Nos séculos passados, exploradores portugueses ou personagens como sir Francis Drake e o capitão James Cook entraram para a história tentando abrir caminhos em busca de uma rota mais curta entre a Europa e os lucrativos mercados asiáticos.
Agora, são justamente os chineses que fazem o caminho oposto. As obras que revolucionaram o comércio internacional, como os canais do Panamá ou o de Suez, ganham novo e inesperado concorrente: o degelo do Ártico e a abertura de passagens naturais que começaram a ser usadas pela China para tornar suas exportações ainda mais competitivas em seu trajeto para a Europa.
Na semana passada, graças aos efeitos do aquecimento global, o primeiro navio mercante da China iniciou sua viagem à Europa e, no lugar de passar pelo tradicional canal de Suez, que em sua época revolucionou o comércio mundial, optou por uma rota atravessando o Ártico. O navio Yong Sheng promete entrar para a história e ser o primeiro de muitos enviados por Pequim pela nova rota.
Degelo
A viagem até a Europa só foi possível pela nova rota graças ao fato de que geleiras na região e o mar congelado por anos acabaram sendo afetados pela elevação das temperaturas globais e, de uma forma natural, abriram canais.

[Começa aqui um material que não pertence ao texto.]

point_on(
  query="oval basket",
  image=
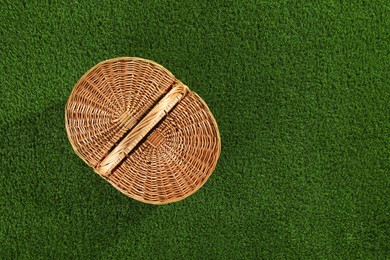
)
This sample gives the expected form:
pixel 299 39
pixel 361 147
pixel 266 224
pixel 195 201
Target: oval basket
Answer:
pixel 142 130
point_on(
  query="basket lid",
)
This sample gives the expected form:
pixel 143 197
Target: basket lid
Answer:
pixel 142 130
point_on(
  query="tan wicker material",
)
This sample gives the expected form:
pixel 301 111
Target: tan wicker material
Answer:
pixel 142 130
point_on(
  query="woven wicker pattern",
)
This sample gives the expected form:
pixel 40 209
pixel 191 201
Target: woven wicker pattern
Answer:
pixel 142 130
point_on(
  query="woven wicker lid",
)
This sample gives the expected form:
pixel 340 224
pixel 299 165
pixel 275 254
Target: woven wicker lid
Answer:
pixel 142 130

A economia feita pelos chineses ao utilizar o novo trajeto superaria qualquer redução de tarifa de importação negociada com os governos europeus e que exigiriam dos chineses uma contrapartida. No caso do Ártico, a viagem entre os portos no nordeste da China e Roterdã é reduzida de uma média de 48 dias para apenas 33, uma queda de 33% nos custos de transporte. No total, 7 mil quilômetros são evitados no trajeto de ida e volta, com redução substancial no consumo de combustível.
A distância entre dois portos fundamentais no mundo - o de Xangai e o de Hamburgo - é encurtada em 2,8 mil quilômetros ao se utilizar a nova rota.
Os chineses não são os primeiros a frequentar a região. Em 2010, quatro navios pediram autorização para usar a passagem. No ano passado, a operadora russa de navios encarregados de quebrar gelo e abrir rotas - a Rosatomflot - informou que foi contatada por 46 embarcações para realizar o trajeto. Em 2013, já são 372 navios, principalmente de países que contam com parte de seu território nas fronteiras do Ártico, como Rússia, Noruega e outros.
Estratégia
O número é insignificante diante dos 19 mil navios que passam todos os anos por Suez. Mas é a estratégia declarada dos chineses que surpreendeu os europeus e o fato de que o degelo começa a mudar o mapa da região.
A maior exportadora do mundo usa as vias marítimas para transportar 90% de suas vendas ao mundo. Mas o Instituto de Pesquisas Polares da China acredita que, até 2020, parte dos US$ 7,6 trilhões comercializados por Pequim com o mundo passará pelo Polo Norte. Para a entidade, 30% desse fluxo pode ocorrer usando as rotas que, por conta do degelo, permitem a navegação por quatro meses do ano.
Na Europa, autoridades e empresas locais não disfarçam a preocupação diante da iniciativa da China, ainda que muitos admitam que o uso da passagem por Pequim seria um passo "natural" diante das medidas que vem adotando nos últimos anos para marcar sua posição de interesse pela região.
Em 2012, o quebra-gelo chinês Xuelong fez sua primeira viagem pela rota. Também no ano passado, a China comprou um porto inteiro na Islândia, já se preparando para usá-lo como entreposto comercial. Ao mesmo tempo em que adotava medidas de infraestrutura, a China assinou um acordo de livre-comércio com a minúscula Islândia.
Obstáculo
Se aparentemente o acordo poderia parecer uma aberração entre um país de 350 mil habitantes e outro de 1,2 bilhão, o real motivo era o de garantir que, em alguns anos, o país não se transforme em um obstáculo para as exportações da China para o Ocidente.
Se não bastasse, Pequim se transformou em um membro observador no Conselho do Ártico, ainda que o clube tenha sido formado pelas oito nações que têm acesso de seu território ao Polo Norte.
"Há uns cinco anos, muitos olhariam com hesitação diante de rumores de que a China se lançaria em uma política direcionada ao Polo Norte", disse Rob Huebert, especialista da Universidade de Calgary, no Canadá. "Mas a China tem destinado muitos recursos para a região para garantir que ela possa ser considerada legítima como uma potência ártica", apontou.
Além dos europeus, russos e americanos também começam a reagir ao avanço chinês pelo Polo Norte. Em recente discurso, o secretário de Estado americano, John Kerry, insistiu em lançar um plano para aumentar sua presença econômica e comercial no Ártico, justamente para dar sinais aos chineses de que não existe um vácuo de poder na região.